Uma revista de bordo publicou uma reportagem sobre a vida dos comissários. E, entre outras coisas, mencionou uma espécie de doença que é possível surgir em quem trabalha na chamada tripulação de cabine.
Acho que se chama “Horror de passageiro” ou “Ódio de passageiro”, uma coisa assim. Os sintomas são claros: a pessoa que “pega” essa síndrome não pode mais ver um passageiro pela frente. Quer agredir, tem crises de choro, começa a tremer.
Terrível. Eu fico pensando se essa doença dá aos poucos, de maneira que você possa ir sendo preparado, ou acontece de repente, quando você menos espera.
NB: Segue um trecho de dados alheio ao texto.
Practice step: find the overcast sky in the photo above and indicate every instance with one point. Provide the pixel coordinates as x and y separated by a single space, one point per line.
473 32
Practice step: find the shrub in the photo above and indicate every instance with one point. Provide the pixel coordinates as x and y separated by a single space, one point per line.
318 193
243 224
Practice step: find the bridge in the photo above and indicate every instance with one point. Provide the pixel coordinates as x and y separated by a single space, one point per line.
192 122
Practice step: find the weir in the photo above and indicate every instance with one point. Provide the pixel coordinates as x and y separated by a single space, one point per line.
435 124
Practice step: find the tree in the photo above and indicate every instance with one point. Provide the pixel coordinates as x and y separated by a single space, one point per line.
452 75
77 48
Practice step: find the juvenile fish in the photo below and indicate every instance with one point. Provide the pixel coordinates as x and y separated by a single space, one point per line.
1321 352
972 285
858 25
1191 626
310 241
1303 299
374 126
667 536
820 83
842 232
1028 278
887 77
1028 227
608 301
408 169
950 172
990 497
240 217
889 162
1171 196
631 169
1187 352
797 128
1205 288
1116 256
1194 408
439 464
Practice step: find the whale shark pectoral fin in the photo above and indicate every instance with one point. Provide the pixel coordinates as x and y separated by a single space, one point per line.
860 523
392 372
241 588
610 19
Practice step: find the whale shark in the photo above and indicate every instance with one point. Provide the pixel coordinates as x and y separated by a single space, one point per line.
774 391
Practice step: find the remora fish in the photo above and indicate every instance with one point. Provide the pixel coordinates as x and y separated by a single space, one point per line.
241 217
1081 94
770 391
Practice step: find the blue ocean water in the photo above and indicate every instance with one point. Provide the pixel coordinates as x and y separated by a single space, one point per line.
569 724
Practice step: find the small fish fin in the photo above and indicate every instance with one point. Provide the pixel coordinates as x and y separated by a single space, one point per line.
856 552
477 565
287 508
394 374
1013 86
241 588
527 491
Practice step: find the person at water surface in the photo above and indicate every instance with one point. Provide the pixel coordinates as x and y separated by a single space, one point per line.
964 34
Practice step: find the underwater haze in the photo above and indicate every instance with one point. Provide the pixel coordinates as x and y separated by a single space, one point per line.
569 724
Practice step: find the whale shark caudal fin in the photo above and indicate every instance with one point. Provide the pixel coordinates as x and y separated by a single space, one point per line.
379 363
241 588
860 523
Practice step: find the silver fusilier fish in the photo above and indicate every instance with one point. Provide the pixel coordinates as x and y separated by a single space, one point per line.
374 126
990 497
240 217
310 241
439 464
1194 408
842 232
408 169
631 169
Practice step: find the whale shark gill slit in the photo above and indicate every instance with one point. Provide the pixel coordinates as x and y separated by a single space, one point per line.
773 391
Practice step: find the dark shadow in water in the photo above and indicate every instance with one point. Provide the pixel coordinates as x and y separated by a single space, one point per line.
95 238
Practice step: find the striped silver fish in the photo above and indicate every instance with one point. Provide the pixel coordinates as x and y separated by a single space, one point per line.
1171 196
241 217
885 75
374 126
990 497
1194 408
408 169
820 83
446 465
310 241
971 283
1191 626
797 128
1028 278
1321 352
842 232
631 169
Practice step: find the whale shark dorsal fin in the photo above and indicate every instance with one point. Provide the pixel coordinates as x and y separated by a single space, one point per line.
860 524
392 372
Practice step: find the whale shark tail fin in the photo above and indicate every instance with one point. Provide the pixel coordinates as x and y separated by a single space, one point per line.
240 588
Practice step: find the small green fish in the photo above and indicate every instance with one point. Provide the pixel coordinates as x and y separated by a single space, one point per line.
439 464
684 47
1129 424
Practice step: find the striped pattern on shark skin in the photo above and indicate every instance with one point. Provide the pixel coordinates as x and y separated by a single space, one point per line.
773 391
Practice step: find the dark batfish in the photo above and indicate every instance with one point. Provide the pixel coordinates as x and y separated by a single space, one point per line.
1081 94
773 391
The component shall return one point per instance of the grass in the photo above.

Imagino a comissária pegando o microfone e cumprimentando a todos com aquele jeito profissional e destrambelhando no meio do texto:
“O comandante Graça e sua tripulação dão as boas-vindas a bordo. Nosso tempo de voo está estimado em nove horas e quarenta minutos (longa pausa). Meu nome é comissária Maria e eu e nossa equipe estaremos à disposição para tornar este voo o mais agradável possível (outra pausa). Queiram agora apertar os cintos de segurança, colocar o encosto de suas poltronas na posição vertical e irem todos à puta que os pariu!” E desanda a chorar.
Depois que eu li a matéria fiquei pensando em outros casos semelhantes que eu vi acontecer.
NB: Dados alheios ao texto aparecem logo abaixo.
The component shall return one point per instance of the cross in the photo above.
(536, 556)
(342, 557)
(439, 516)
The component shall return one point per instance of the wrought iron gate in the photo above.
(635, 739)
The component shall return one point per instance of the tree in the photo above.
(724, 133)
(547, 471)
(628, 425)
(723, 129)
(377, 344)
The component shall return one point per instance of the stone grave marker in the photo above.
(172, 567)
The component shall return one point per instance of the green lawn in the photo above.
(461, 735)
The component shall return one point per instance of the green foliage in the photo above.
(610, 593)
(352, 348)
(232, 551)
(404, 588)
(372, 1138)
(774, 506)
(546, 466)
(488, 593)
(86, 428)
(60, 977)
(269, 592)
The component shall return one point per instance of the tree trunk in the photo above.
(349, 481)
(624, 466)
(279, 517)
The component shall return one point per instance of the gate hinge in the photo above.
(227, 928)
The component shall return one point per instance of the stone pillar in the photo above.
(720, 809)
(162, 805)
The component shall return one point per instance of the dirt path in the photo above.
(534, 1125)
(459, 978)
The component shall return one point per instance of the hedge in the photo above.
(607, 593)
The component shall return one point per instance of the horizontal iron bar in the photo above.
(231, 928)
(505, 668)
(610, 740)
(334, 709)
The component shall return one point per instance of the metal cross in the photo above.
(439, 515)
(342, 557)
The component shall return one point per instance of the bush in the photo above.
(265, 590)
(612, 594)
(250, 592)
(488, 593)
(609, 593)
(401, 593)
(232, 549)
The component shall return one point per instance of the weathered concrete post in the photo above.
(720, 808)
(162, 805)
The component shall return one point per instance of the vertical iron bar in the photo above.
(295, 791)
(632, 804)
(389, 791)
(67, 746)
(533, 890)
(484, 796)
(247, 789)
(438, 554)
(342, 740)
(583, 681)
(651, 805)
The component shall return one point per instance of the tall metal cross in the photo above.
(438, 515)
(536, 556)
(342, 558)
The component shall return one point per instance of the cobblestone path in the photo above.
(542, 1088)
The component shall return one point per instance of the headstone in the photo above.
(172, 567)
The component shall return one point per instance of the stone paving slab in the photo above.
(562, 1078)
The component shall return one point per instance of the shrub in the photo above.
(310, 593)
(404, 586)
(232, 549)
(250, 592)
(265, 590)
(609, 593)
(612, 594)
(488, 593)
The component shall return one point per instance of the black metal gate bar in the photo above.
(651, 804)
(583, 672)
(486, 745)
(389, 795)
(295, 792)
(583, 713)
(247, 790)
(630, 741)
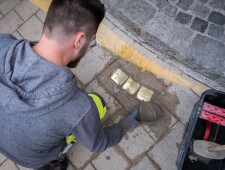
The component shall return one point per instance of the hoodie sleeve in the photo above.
(92, 135)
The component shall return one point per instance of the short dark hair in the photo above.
(74, 15)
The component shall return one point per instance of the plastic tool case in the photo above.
(199, 129)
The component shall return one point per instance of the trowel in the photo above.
(149, 112)
(208, 149)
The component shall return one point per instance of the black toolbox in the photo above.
(187, 159)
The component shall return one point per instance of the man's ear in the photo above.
(79, 40)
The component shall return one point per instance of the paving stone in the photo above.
(217, 18)
(17, 35)
(79, 155)
(8, 5)
(143, 164)
(112, 104)
(133, 9)
(2, 158)
(8, 165)
(22, 168)
(136, 142)
(170, 10)
(165, 152)
(41, 15)
(10, 23)
(183, 18)
(217, 4)
(31, 29)
(110, 160)
(216, 31)
(159, 128)
(167, 31)
(159, 3)
(199, 25)
(89, 167)
(200, 10)
(92, 64)
(184, 4)
(26, 9)
(205, 47)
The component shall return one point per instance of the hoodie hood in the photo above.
(30, 85)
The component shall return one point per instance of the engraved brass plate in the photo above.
(119, 77)
(131, 86)
(145, 94)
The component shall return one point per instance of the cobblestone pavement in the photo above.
(149, 147)
(190, 31)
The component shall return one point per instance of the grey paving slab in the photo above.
(112, 104)
(165, 152)
(31, 29)
(26, 9)
(7, 5)
(136, 143)
(41, 15)
(144, 164)
(92, 64)
(2, 158)
(17, 35)
(79, 155)
(205, 47)
(89, 167)
(167, 31)
(159, 128)
(8, 165)
(111, 159)
(10, 23)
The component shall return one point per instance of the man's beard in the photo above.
(82, 52)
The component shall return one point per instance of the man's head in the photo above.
(75, 23)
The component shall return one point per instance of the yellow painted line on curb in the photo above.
(112, 42)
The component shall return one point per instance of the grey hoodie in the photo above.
(41, 104)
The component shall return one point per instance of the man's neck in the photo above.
(51, 51)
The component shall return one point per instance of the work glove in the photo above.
(130, 122)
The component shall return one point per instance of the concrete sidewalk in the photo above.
(150, 147)
(188, 31)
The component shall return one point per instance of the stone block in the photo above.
(184, 4)
(200, 10)
(179, 100)
(17, 35)
(10, 23)
(159, 3)
(199, 25)
(26, 9)
(164, 33)
(183, 18)
(217, 4)
(7, 5)
(8, 165)
(112, 104)
(144, 164)
(131, 10)
(216, 31)
(211, 52)
(41, 15)
(136, 142)
(159, 128)
(170, 10)
(165, 152)
(2, 158)
(217, 18)
(111, 159)
(79, 156)
(92, 64)
(31, 29)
Conheci um mídia que começou a ter problemas com o pessoal de veículo. Era só o cara dizer que tinha audiência qualificada, que atingia o formador de opinião, que ele começava a suar frio.
E rezava baixinho (era de formação religiosa) para não rasgar a tabela de preços da Rádio Catuaba do Sul (a líder da baixada do Viamão do Norte), do Berro de Sapopemba (o semanário mais ouvido na região) ou do Correio dos Surdos-Mudos (a voz dos que não têm voz) na frente de seu incauto representante.
Conheci um dono de restaurante que desenvolveu profunda ojeriza a freguês e um garçom que chorava de ódio cada vez que um frequentador simulava intimidade com ele. Um diretor de pessoal de uma empresa de ônibus me contou que já lidou com motoristas que um dia descobriram sentir profunda repulsa a todos passageiros.
Aliás, hoje é ladrilheiro, pois queria matar todo passageiro que encontrava.
Mas para que eu escrevi tudo isso?
Ah! Estou desenvolvendo o mesmo tipo de síndrome. Mas é contra flanelinha. Eu não posso ver um flanelinha que sinto incontrolável necessidade de esganar, torturar, atropelar. Preciso de socorro urgente. E está piorando.
Chego a andar quilômetros só para não ficar à mercê desses caras. É um exagero, eu sei. Mas é quase mais forte que eu. Mas tenho de confessar uma coisa. Durante algum tempo eu só tinha desejos homicidas contra flanelinhas.
Ultimamente a coisa está se alastrando. Sinto o mesmo com gente que fala “agregar valor”.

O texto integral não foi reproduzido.